Anderal moved back to bar the doors again. “No thanks are necessary, lad.” Polijn watched to see how the bar worked. Then her eyes swept the little entry room for weapons and hiding places: his or, at need, hers.
The Northern Quilt was dotted with religious shelters into which men or women retreated to contemplate other worlds that might or might not be. This could be a far less hazardous and more rewarding career than getting involved in the politics that had resulted in the crazy quilt of little countries. Their policy was to offer shelter to travelers without asking payment, as an offering to their god or gods. But some of them offered shelter so that travelers could be robbed and murdered in the night in case their god or gods needed the money.
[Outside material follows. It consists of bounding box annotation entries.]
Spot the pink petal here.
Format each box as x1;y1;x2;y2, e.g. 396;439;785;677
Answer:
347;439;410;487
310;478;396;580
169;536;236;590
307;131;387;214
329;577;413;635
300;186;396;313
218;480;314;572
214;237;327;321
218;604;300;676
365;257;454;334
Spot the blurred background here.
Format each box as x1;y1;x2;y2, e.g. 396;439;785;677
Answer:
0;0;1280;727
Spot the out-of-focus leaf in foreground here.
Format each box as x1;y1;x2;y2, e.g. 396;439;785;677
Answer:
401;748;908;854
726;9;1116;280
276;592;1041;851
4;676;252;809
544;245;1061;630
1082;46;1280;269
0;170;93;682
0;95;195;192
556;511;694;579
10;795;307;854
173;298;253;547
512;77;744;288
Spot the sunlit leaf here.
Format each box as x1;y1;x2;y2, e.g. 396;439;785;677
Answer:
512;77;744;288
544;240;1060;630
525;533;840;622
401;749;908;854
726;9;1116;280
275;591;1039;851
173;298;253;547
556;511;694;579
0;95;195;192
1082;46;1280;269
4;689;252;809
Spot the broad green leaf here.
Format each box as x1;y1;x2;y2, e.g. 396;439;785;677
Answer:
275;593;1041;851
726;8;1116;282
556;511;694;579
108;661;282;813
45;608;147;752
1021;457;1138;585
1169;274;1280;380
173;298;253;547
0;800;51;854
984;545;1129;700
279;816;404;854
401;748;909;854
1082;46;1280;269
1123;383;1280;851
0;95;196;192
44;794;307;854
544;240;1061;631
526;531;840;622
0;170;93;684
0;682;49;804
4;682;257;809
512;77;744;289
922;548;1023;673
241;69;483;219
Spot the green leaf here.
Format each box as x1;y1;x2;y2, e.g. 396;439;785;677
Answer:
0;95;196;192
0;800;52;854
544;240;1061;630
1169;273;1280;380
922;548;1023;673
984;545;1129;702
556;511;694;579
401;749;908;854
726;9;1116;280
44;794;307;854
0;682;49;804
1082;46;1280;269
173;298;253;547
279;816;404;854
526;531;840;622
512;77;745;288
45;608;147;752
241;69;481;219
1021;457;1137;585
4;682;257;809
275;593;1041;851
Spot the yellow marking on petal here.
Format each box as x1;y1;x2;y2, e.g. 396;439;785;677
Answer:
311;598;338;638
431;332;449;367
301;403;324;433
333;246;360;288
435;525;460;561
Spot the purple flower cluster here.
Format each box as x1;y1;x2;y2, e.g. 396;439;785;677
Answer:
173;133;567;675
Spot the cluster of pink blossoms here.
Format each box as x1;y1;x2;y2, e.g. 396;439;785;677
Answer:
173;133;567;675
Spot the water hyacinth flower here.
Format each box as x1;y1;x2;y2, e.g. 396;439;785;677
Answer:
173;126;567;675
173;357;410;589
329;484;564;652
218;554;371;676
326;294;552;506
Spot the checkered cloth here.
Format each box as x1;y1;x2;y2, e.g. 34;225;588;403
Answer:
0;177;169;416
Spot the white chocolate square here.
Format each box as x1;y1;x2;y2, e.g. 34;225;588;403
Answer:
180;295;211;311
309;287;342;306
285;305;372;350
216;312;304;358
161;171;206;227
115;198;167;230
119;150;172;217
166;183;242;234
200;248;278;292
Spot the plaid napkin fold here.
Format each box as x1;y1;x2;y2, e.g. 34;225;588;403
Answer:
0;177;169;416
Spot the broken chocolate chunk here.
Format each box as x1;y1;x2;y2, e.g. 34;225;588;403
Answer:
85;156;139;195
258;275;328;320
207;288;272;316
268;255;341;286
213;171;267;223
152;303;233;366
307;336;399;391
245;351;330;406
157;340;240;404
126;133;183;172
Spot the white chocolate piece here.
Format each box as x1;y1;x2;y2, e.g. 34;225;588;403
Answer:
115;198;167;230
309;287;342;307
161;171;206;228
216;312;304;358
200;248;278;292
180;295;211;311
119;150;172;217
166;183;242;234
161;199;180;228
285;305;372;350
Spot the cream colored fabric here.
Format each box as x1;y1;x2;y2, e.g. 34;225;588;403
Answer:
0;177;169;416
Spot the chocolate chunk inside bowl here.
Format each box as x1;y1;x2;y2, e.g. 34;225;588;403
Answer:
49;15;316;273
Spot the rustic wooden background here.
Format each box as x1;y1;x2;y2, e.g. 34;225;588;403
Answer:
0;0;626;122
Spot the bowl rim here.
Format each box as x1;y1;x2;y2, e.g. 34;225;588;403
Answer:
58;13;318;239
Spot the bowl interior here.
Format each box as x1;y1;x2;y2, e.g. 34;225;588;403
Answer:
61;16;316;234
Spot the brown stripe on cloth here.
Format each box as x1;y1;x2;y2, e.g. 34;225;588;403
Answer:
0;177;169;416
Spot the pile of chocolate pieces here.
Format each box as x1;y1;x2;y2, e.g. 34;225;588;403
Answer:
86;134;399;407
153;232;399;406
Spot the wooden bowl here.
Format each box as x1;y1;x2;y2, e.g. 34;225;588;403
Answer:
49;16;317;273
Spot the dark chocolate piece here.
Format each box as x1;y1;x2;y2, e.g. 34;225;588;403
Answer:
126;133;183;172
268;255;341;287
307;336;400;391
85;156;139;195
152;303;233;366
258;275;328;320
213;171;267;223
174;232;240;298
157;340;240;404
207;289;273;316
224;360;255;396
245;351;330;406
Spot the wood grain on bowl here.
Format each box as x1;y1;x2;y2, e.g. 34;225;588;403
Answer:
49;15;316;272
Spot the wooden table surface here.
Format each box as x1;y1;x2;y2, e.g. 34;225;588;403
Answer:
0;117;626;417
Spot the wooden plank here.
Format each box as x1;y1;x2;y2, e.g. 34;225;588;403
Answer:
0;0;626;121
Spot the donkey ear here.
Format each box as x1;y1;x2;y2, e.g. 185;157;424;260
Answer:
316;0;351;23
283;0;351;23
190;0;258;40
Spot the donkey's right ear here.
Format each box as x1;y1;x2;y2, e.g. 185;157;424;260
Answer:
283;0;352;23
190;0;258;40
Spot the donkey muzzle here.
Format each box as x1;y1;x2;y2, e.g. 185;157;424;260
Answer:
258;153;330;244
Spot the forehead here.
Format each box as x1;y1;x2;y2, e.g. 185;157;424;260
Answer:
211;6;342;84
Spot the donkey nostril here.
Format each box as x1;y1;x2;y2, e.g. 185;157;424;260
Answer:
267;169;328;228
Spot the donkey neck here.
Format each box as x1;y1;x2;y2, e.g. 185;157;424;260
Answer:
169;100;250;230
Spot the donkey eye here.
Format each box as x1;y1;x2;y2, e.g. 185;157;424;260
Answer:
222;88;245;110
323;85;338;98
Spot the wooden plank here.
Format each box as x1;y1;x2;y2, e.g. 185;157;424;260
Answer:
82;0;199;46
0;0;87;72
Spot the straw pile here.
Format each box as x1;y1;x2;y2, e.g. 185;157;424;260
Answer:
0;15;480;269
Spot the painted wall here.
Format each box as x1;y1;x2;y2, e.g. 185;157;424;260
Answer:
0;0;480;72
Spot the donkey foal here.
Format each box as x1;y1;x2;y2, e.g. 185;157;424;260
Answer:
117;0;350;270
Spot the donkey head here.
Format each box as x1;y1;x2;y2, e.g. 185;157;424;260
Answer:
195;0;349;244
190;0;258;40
Anderal was a tall man in a white robe that featured a red horse’s head stitched onto the back. She rather thought she liked him, as he held out a hand to escort her into the shelter. She did not take the hand, though: liking was not necessarily trust.
“Where are you from, lad?” he inquired, accepting this without a blink. “And where are you bound?”
She raised her hands. “I’m bound wherever the wind is kinder, good abbot. Most recently, I’m from Oduvon.”
“Ah, Oduvon.” He inclined his head. “Quite the walk, lad.”
Polijn didn’t correct the “lad.” She didn’t tell him where she was from, either. Rossacotta had such a reputation for villainy that some people, hearing she’d been there, were willing to stone her to death for fear she’d do worse to them.
Anderal extended a hand toward a small door at the other end of the small chamber. “Were you able to see Lady Denuit at Oduvon, lad?” His eyes went up and down her as she moved forward.
She had, in fact, and was able to discuss her recent wedding with enough detail to convince him she actually had been there.
As a public figure, Polijn was accustomed to being eyed for all sorts of reasons; minstrels were regarded as demideities in some regions, and fair game in others. And even in her childhood days on the streets of Malbeth, she’d have recognized the look in Anderal’s eyes — he was sizing her up for weapons and other possible threats. His questioning came from the same source: in the Northern Quilt, it was essential to know where people came from, where they were going, and what they meant to do.
The abbot seemed to feel his visitor was acceptable. He opened the little door, which led into a shadowy passage, and said, “It is not necessary for you to do homage to Our Lord Horse, if such is contrary to your own vows.”
Polijn had no vows, particularly, and knew the proper answer, no matter how amiable her host might be. “I would certainly do homage to one who has saved me from this weather.”
He guided her through a short hall to a pair of dark wooden doors. The shapes of men in battle array had been carved into the doors. Polijn added this to her store of information. These war cults could be exhausting audiences, but in general did not slay guests out of hand. She had heard stories, of course, of visitors’ being forced to prove themselves in arena combat.
Anderal pulled the doors open. The shrine behind the doors was carved of the same dark wood. No arms hung on the walls; Polijn wondered if this might not, instead, simply be a little temple that the local duke’s soldiers would visit on their way to battle.
The only thing clearly visible in the gloom was a bright red horse that sat on a high shelf between two branches of red candles. Polijn checked the walls: all the warriors depicted in the carvings were mounted. “Our Lord Horse” — it was a natural choice of deity for cavalry.
Anderal stepped up to the enshrined statue and bowed. He stood up straight and set one hand between his eyes, with the fingers pointed up but the thumb folded under. The other hand was cupped behind his left ear. Then he set both hands over his mouth and made half a curtsy.